Overfitting is one of the biggest hurdles in machine learning, especially for beginners in data science. It is when a model is too close a fit for the available data, to the point that it does not perform well with any new or outside data. A concept called “Regularisation” is used to prevent the model from overfitting. This concept makes use of linear algebra as it uses the ‘norm’.
The ‘norm’ can be defined simply as the magnitude of a vector. This magnitude can be calculated in various ways. One popular way is using the Euclidean Distance, i.e, using the distance from the origin.
The Wikipedia definition is:
In mathematics, a norm is a function from a real or complex vector space to the nonnegative real numbers that behaves in certain ways like the distance from the origin: it commutes with scaling, obeys a form of the triangle inequality, and is zero only at the origin.
Regularisation prevents overfitting as it adds the norm of the weight vector to the cost function. This makes sure that our model does not become overly complex as our aim is always to reduce the cost function, and therefore we would have to reduce this norm. This is much better understood by someone who knows the basics of linear algebra and is able to apply this concept not just in Python programming, but also in theory.
While making machine learning models, often we come across data that is made up of hundreds (or even thousands) of variables. Our model becomes more and more complicated as these variables increase.
Dimensionality Reduction is the technique that reduces the number of input variables in a data set. Since we know that datasets can be easily represented as matrices, certain matrix factorization methods can be used to reduce a matrix (and hence the dataset) into its constituents parts. Then, any operations that were to be performed on the original matrix, could be performed on the smaller matrices.
Decomposition methods like LU Matrix decomposition and QR Matrix decomposition can be easily performed using Python programming.
Natural Language Processing (NLP) is the application of computational techniques to the analysis and synthesis of natural language and speech.
When we are dealing with textual data, we need a way to convert it into the numerical or statistical form so that it is easily understood and interpreted by our model. One such way is by using Word Embedding.
Word Embedding
Simply described, word embedding represents words in the form of vectors while preserving their context in the document. Neural networks are trained using a large amount of text to obtain such representations. The relationships and similarity between words can be analysed using this technique: like Man is related to Woman the way King is related to Queen.

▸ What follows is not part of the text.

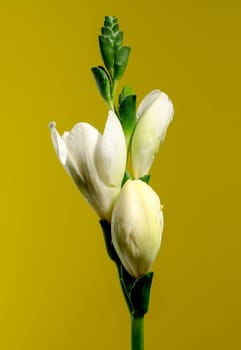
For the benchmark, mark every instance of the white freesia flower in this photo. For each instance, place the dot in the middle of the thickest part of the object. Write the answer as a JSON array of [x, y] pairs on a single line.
[[95, 162], [136, 226], [154, 114]]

Since linear algebra deals with the study of vectors; words, when represented in the form of low dimension vectors, could be easily visualised with a basic understanding of linear algebra.

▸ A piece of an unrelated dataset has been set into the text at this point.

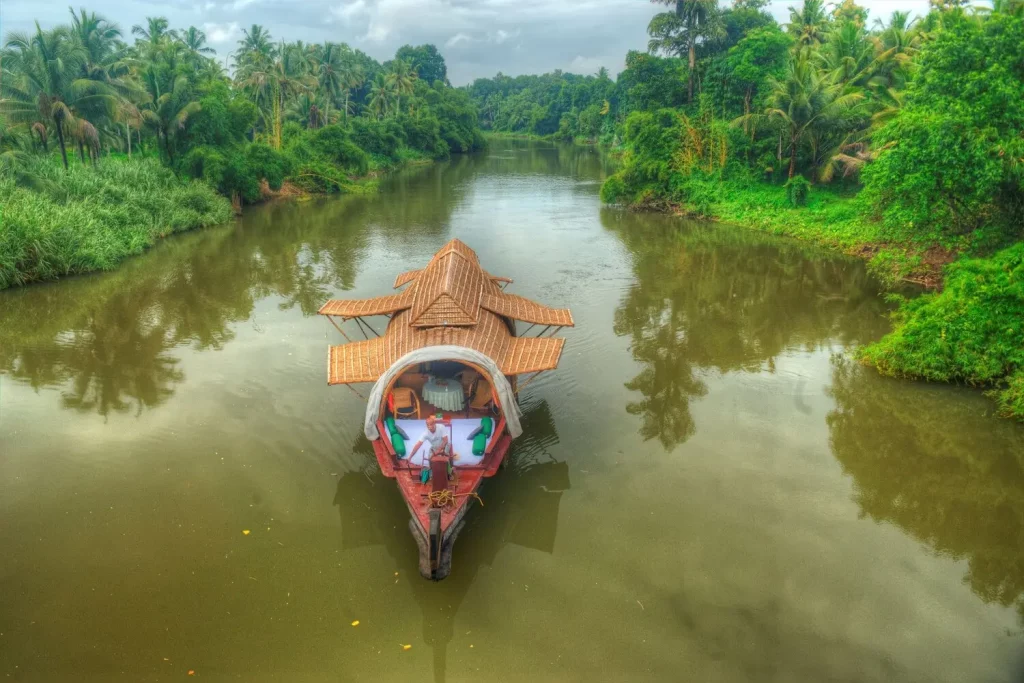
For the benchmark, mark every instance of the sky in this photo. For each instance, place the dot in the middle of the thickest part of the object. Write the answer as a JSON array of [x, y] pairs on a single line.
[[478, 38]]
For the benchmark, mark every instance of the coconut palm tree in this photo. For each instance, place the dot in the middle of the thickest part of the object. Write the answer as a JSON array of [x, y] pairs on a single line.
[[351, 78], [256, 49], [895, 47], [153, 36], [99, 38], [808, 24], [694, 20], [330, 73], [380, 96], [195, 40], [269, 86], [401, 79], [170, 108], [809, 108], [846, 53], [49, 87]]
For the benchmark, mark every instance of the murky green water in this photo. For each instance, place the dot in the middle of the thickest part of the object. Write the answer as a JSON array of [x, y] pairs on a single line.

When implementing data science models, especially in deep learning, we come across data in the form of images. However, we cannot just pass an image to a model and expect it to understand it. We need to convert each image into something mathematical or statistical to be understood by the model. This is where linear algebra comes in.

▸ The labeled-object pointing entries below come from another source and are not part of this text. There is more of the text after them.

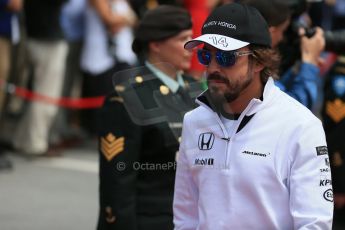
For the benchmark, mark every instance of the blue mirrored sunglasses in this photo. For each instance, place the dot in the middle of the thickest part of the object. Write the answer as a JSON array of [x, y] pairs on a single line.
[[223, 58]]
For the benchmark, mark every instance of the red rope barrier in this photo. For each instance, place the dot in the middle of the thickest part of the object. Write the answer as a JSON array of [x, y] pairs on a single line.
[[71, 103]]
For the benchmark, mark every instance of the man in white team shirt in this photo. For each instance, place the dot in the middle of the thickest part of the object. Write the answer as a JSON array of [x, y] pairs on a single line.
[[251, 157]]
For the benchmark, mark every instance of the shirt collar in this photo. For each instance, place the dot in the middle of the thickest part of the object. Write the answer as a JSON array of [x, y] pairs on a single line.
[[172, 84]]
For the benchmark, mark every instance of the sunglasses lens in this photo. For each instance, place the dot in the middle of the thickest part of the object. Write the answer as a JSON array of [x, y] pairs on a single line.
[[226, 58], [204, 57]]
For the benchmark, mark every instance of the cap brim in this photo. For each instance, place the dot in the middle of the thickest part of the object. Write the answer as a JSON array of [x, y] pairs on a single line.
[[218, 41]]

Linear algebra deals with matrices and all the operations to be performed on a matrix. Any image is made of pixels, which are nothing but coloured squares of varying intensities (for gray-scale images it could be a single number with the intensity, and for coloured images, it could be the RGB value). If the dimension of an image is 100 x 100 pixels, then this image could be represented by a 100 x 100 matrix with each element having the intensity of the corresponding pixel. Once done, this matrix could easily be interpreted by a computer and can be used in our model.